US President Donald Trump’s April 7 announcement of a two–week conditional ceasefire is a key development, FirstMetroSec points out, with the US agreeing to suspend strikes if Iran reopened Hormuz, and Iran’s Foreign Minister Abbas Araghchi confirming acceptance, committing to allow safe passage of marine traffic during the ceasefire period.
This temporary de–escalation removed the immediate tail risk of catastrophic escalation and the feared Iranian retaliation against Gulf energy infrastructure. Financial markets reacted with instant relief: equities rallied and Brent/WTI crude fell by approximately 16 percent to $94/bbl, reflecting easing concerns over tail risk scenarios. Unfortunately, negotiations between the US and Iran have not resulted in an agreement.
In FirstMetroSec’s view, the ceasefire remains narrow in scope and duration. Two weeks is a slim window, while structural damage to critical infrastructure is already significant. Confidence in Hormuz passage remains fragile as Iran retains strategic leverage even in a de-escalation scenario.

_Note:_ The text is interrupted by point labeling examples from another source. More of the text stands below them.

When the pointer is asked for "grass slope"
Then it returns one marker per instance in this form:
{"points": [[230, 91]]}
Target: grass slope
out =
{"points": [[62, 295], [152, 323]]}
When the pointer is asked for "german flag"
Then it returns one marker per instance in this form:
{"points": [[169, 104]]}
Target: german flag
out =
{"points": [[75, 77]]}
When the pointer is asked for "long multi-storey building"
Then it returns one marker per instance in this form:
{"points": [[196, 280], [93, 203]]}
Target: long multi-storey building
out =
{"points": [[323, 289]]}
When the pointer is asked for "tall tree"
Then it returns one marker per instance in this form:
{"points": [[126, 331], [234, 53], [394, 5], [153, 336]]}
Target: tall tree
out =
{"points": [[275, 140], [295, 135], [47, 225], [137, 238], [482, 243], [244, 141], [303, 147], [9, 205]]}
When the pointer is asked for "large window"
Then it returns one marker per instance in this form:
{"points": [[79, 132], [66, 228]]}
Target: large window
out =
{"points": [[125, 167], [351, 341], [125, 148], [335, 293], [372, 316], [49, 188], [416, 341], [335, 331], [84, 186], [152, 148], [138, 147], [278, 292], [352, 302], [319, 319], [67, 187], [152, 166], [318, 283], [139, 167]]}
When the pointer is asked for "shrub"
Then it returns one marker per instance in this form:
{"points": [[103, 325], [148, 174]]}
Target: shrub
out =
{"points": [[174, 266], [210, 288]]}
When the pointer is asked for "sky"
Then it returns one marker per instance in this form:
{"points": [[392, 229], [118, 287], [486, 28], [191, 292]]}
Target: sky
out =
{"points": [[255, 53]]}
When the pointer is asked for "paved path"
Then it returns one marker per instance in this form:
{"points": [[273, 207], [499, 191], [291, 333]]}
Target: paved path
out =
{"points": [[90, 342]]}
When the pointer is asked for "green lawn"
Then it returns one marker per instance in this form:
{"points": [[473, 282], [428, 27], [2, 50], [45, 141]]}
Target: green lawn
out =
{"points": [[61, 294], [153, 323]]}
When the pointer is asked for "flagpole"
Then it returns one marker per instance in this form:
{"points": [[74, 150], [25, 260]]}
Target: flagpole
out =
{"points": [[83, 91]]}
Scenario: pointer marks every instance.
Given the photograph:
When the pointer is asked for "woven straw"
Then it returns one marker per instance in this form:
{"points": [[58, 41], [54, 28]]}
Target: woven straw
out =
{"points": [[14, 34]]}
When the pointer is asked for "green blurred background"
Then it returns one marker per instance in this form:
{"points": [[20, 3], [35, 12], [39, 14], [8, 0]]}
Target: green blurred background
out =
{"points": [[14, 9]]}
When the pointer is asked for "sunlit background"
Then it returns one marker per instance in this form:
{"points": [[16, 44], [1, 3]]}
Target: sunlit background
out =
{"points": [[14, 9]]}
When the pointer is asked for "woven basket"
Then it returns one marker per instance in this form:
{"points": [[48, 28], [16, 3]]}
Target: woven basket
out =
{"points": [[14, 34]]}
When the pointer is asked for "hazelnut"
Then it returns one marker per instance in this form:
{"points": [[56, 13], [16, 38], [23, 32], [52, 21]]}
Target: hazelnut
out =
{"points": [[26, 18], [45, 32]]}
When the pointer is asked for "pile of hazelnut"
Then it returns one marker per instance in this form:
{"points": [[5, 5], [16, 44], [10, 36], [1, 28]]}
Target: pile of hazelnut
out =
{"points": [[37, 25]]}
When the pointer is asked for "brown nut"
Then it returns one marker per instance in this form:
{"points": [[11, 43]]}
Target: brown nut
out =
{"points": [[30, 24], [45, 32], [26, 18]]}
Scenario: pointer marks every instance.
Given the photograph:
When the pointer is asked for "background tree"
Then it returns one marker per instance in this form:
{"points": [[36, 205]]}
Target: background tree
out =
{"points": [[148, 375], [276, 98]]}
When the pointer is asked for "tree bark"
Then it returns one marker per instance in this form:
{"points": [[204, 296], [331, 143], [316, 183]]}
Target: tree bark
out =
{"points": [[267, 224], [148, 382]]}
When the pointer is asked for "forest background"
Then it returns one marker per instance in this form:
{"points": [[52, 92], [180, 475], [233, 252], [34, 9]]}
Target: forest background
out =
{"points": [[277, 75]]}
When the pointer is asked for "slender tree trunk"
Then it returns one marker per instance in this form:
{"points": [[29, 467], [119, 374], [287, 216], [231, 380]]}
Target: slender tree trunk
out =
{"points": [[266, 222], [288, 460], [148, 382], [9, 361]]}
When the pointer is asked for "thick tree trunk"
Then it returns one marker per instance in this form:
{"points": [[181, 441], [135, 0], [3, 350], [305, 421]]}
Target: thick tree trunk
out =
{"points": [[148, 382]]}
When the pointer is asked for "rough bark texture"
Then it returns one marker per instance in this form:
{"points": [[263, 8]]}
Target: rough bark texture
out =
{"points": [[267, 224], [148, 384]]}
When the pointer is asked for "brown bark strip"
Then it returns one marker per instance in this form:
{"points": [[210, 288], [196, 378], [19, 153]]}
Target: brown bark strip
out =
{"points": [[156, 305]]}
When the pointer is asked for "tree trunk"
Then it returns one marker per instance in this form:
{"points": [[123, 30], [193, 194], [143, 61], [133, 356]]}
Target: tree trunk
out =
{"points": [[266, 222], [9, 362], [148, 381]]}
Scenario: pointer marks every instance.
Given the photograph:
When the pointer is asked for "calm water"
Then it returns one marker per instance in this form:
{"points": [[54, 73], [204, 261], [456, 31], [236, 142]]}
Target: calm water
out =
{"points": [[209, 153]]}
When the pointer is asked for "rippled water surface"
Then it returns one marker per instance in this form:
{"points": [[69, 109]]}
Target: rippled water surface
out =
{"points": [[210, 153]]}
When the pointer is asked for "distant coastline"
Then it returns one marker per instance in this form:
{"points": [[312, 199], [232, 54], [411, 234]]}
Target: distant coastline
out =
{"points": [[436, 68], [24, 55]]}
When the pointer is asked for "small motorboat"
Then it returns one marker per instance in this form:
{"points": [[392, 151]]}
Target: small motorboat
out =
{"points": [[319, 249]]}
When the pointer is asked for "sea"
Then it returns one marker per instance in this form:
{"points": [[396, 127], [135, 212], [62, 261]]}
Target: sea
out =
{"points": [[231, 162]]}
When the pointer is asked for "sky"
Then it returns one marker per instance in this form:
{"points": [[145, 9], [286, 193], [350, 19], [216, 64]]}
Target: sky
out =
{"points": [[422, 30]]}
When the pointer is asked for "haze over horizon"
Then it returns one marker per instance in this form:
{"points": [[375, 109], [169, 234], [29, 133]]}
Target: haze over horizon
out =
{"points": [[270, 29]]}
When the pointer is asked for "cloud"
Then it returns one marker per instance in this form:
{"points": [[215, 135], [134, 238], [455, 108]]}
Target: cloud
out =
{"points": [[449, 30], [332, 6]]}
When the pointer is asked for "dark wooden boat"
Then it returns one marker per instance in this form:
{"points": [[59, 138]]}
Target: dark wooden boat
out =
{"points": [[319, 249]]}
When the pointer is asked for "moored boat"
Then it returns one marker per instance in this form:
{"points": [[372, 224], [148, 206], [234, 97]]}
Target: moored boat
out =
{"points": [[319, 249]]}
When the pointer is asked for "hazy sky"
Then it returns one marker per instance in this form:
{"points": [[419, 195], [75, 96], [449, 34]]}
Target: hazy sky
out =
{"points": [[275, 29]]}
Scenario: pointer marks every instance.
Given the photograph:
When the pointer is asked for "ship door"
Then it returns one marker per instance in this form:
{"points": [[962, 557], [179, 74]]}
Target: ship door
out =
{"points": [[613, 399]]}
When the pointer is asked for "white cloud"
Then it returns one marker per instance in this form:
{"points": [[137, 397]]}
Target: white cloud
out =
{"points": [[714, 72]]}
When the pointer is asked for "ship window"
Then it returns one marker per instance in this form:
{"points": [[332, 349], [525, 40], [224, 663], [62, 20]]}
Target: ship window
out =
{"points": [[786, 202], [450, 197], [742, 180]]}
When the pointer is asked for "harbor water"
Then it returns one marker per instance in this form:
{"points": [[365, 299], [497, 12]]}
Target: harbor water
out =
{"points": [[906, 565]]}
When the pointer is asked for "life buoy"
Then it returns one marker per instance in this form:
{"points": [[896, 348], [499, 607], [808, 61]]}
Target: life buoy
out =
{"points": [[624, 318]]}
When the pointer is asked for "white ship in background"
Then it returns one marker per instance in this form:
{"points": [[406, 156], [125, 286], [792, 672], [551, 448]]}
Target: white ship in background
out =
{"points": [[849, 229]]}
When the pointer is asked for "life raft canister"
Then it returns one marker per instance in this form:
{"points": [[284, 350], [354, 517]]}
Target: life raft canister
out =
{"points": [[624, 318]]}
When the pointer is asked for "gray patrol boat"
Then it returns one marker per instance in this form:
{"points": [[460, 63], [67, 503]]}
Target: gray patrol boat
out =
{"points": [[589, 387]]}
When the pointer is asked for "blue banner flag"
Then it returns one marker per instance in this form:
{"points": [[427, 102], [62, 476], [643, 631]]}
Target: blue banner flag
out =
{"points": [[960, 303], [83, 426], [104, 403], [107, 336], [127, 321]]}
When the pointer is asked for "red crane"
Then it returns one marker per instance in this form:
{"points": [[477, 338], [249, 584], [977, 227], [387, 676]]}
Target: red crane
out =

FirstMetroSec believes that oil and fuel prices are unlikely to return to pre–conflict levels anytime soon, with elevated risk premia persisting until a durable ceasefire framework is established. As DBS regional oil strategists point out, the US “15–point plan” and Iran’s “10–point plan” outline fundamentally incompatible end–states: rollback versus recognition of Iran’s nuclear program, and free passage versus controlled leverage in Hormuz. This suggests negotiations will likely be extended multiple times before even a partial deal is reached.
The brokerage firm believes that if there are ceasefire violations and there is a reescalation, it would reinforce the very macro risks that a ceasefire seeks to unwind. Renewed strikes, fragile shipping flows and thin trust in negotiations would quickly reembed volatility into energy markets and re–ignite inflation premia.
According to FirstMetroSec, “The current ceasefire is constructive, but remains fragile: the US and Israel pursue different agendas and outcomes; the Strait of Hormuz remains under Iran’s control, with no guarantee of freedom of navigation and negotiation terms remain vague, with tight timelines and limited enforcement.”